Yes. It’s important to note that heirs’ property can happen to any family, but research has found that it is a particular issue of concern for certain communities, such as Black farming families in the rural South, who have been particularly vulnerable to this issue. Appalachian families and those in the border regions of Texas are often impacted and it’s becoming more of a concern in formerly redlined areas and lower-income urban neighborhoods. A similar inheritance issue can occur on native lands too, which is interesting.
In terms of solutions, what are some of the strategies that states and localities are using?
There’s a lot of work being done on this. One thing to note on the national level is that in 2010, there was a law drafted by legal experts and advocates that’s called the Uniform Partition of Heirs Property Act. It’s a long name, but often abbreviated as UPHPA. It’s been enacted in 24 states, and it’s been introduced in six more, so it’s really getting adopted in a lot of places. (Editor’s note: The Fed and Fed Communities take no position on legislation or proposed legislation).
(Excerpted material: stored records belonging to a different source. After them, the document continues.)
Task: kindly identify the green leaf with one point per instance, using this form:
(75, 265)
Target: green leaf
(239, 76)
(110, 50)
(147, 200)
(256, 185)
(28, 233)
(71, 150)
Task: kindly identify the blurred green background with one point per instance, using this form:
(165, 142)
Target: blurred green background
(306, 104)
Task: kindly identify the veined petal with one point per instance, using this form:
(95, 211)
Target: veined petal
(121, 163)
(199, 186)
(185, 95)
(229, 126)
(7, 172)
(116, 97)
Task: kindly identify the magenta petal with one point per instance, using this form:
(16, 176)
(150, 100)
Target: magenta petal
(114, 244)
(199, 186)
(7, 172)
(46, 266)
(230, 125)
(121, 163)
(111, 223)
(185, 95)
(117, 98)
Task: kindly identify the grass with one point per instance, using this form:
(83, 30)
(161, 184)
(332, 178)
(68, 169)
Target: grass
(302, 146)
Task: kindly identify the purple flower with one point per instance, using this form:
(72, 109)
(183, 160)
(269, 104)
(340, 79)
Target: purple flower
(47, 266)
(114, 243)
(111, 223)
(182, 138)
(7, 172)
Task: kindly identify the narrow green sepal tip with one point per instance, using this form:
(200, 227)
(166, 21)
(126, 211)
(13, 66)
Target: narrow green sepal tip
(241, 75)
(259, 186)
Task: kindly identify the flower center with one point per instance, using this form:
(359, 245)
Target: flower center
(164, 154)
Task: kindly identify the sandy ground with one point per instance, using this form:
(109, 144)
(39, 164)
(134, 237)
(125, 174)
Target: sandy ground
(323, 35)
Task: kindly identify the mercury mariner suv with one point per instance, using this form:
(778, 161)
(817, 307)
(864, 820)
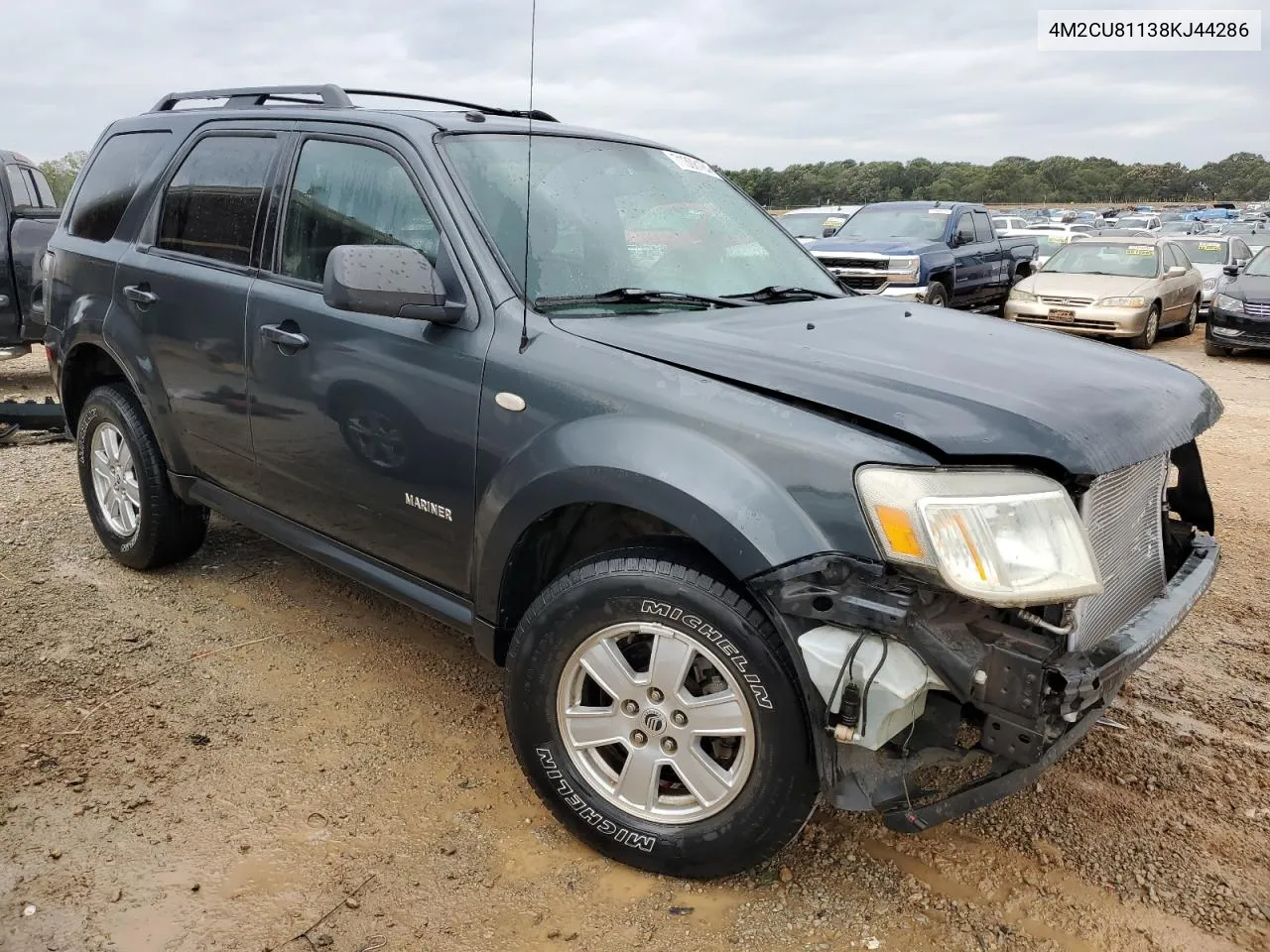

That law offers some protections, particularly against the investor-driven interest in these properties. For example, under this law, an heir who’s living in or on the property, has the opportunity to buy out other interests in the property. That can help prevent displacement, as we talked about, and it also makes sure that if a sale is determined necessary by a court, that the property sells for market value. Sometimes what can happen with these properties is that they’re sold for much less than they’re really worth.
We’re also getting better data on where these properties are and who might be vulnerable to some of these problems. That’s also helping organizations on the ground help people understand what their options are if they discover they are in an heirs’ property situation. A good example of this, as we noted in our article, is in Jacksonville (Fla.). They have a family wealth creation initiative in the Southeast that’s focusing really heavily on this issue and works with local organizations.
There also are a number of lawyers and legal aid organizations working pro bono on this issue, as many families don’t have easy access to legal help. And there are a lot of folks providing neighborhood outreach and information sessions in their neighborhoods to help their neighbors understand what’s going on. One of the people that I spoke to for this article, Natavia, has experienced this in her own family, but she’s now working with a community organization to really help her neighbors understand what’s going on.
And are these organizations on the ground dealing more with cases that are ongoing with heirs’ property or also trying to bring more education to families that there need to be wills to avoid this sort of situation?
It’s really both. There are a lot of folks who need that immediate help and are being connected with lawyers or advocates who can help them with a specific property. But there is also a lot of that community education going on.
And does it tend to be more rural or more urban or a mix?
It’s really a mix. My understanding is that this used to be more of a rural issue but it’s becoming more of an urban issue as some of these neighborhoods change.
And what about any action at the federal level?
As far as I know the key tool at the federal level is this Uniform Partition of Heirs Property Act. It’s not a federal law, but it’s been drafted in a way that that makes it nationally applicable to a lot of different states. And then they can adjust it as they need to.
Gabriella, while I’ve got you, what are you working on now?
It’s a great question. We are at the time of year where we start to think about what our stories are going to be next year and one thing that I’m starting to look at is access—people’s ability to do banking and to be able to be connected to the larger economy, whether they can get checking and savings account or loans. It’s something that I think is really relevant to the Fed’s role in the Community Reinvestment Act as well.